Webui for using XTTS and for finetuning it
XTTS-Webui is a web interface that allows you to make the most of XTTS. There are other neural networks around this interface that will improve your results. You can also fine tune the model and get a high quality voice model.
Use this web UI through Google Colab
Please ensure you have Python 3.10.x or Python 3.11, CUDA 11.8 or CUDA 12.1 , Microsoft Builder Tools 2019 with c++ package, and ffmpeg installed
To get started:
To get started:
Follow these steps for installation:
Ensure that CUDA
is installed
Clone the repository: git clone https://github.com/daswer123/xtts-webui
Navigate into the directory: cd xtts-webui
Create a virtual environment: python -m venv venv
Activate the virtual environment:
venv\scripts\activate
source venv\bin\activate
Install PyTorch and torchaudio with pip command :
pip install torch==2.1.1+cu118 torchaudio==2.1.1+cu118 --index-url https://download.pytorch.org/whl/cu118
Install all dependencies from requirements.txt :
pip install -r requirements.txt
To launch the interface please follow these steps:
Activate your virtual environment:
venv/scripts/activate
or if you're on Linux,
source venv/bin/activate
Then start the webui for xtts by running this command:
python app.py
Here are some runtime arguments that can be used when starting the application:
Argument | Default Value | Description |
---|---|---|
-hs, --host | 127.0.0.1 | The host to bind to |
-p, --port | 8010 | The port number to listen on |
-d, --device | cuda | Which device to use (cpu or cuda) |
-sf,--speaker_folder | speakers/ | Directory containing TTS samples |
-o,--output | "output/" | Output directory |
-l,--language | "auto" | Webui language, you can see the available translations in the i18n/locale folder. |
-ms,--model-source | "local" | Define the model source: 'api' for latest version from repository, api inference or 'local' for using local inference and model v2.0.2 |
-v,-version | "v2.0.2" | You can specify which version of xtts to use.

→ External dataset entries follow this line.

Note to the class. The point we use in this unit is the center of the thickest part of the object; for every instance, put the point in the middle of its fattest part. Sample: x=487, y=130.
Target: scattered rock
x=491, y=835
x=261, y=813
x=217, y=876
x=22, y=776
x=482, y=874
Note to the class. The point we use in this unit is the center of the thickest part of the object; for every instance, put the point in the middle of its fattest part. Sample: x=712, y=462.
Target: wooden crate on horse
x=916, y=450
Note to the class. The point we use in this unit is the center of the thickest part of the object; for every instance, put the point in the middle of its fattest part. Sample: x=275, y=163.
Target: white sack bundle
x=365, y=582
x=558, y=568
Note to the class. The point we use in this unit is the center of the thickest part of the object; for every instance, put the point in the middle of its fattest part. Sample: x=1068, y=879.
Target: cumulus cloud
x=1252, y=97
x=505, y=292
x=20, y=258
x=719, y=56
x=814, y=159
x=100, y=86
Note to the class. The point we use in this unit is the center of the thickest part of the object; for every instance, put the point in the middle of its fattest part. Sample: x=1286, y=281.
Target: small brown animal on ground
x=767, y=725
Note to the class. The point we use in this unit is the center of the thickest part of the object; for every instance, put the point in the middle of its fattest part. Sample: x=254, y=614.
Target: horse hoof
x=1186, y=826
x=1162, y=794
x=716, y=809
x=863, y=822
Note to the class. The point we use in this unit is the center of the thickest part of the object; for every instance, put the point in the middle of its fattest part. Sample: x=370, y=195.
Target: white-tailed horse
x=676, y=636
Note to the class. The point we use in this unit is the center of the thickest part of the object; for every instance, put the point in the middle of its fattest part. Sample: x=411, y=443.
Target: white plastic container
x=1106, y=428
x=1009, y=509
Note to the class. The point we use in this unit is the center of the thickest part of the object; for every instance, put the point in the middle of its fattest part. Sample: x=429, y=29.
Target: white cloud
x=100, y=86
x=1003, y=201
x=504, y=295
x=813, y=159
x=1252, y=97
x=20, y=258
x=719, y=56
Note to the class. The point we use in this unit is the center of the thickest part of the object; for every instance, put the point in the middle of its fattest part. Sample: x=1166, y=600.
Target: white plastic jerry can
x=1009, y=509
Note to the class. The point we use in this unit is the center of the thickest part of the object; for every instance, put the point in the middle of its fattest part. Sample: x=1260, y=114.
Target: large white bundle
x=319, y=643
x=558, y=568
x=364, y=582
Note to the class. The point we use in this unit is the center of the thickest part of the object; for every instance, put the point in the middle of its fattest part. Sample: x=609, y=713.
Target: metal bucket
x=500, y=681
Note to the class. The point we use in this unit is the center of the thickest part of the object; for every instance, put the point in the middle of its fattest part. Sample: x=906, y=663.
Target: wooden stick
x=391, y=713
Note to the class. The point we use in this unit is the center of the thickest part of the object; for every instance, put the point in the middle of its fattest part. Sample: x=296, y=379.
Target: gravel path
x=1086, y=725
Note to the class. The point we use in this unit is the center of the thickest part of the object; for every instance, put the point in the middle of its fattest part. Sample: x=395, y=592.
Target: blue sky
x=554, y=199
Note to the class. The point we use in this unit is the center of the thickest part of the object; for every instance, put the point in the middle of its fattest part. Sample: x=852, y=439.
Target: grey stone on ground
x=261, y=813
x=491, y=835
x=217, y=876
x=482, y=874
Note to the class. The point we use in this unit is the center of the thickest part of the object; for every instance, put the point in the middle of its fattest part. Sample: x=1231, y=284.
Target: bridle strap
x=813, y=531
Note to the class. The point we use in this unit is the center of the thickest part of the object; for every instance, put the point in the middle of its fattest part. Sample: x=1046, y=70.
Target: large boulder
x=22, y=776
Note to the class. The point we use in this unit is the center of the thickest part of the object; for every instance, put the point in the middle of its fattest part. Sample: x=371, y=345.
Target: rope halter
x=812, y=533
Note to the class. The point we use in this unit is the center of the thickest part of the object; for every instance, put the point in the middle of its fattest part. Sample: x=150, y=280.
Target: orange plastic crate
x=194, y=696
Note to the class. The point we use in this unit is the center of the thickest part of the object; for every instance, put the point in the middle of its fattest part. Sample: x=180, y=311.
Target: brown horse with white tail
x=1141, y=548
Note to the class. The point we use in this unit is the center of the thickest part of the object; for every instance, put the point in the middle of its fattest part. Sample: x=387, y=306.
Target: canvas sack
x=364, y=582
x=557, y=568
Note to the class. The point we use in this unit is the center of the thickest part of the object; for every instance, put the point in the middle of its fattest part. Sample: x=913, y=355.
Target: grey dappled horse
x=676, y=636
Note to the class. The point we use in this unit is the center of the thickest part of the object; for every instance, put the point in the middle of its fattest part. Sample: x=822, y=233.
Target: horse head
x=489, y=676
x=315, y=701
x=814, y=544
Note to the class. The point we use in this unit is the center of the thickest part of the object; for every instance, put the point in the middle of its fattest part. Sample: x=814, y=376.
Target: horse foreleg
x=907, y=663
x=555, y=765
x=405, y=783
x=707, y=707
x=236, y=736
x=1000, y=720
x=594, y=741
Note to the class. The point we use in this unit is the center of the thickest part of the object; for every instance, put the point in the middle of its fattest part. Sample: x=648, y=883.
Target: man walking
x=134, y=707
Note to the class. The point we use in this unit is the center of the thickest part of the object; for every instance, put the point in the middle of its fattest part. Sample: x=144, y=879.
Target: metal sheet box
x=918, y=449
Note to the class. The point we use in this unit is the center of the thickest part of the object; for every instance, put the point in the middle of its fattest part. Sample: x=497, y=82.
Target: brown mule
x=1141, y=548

You can specify the name of the custom model for this purpose put the folder in models and specify the name of the folder in this flag |
--lowvram | Enable low vram mode which switches the model to RAM when not actively processing | |
--deepspeed | Enable deepspeed acceleration. Works on windows on python 3.10 and 3.11 | |
--share | Allows sharing of interface outside local computer | |
--rvc | Enable RVC post-processing, all models should locate in rvc folder |
Module for RVC, you can enable the RVC module to postprocess the received audio for this you need to add the --rvc flag if you are running in the console or write it to the startup file
In order for the model to work in RVC settings you need to select a model that you must first upload to the voice2voice/rvc folder, the model and index file must be together, the index file is optional, each model must be in a separate folder.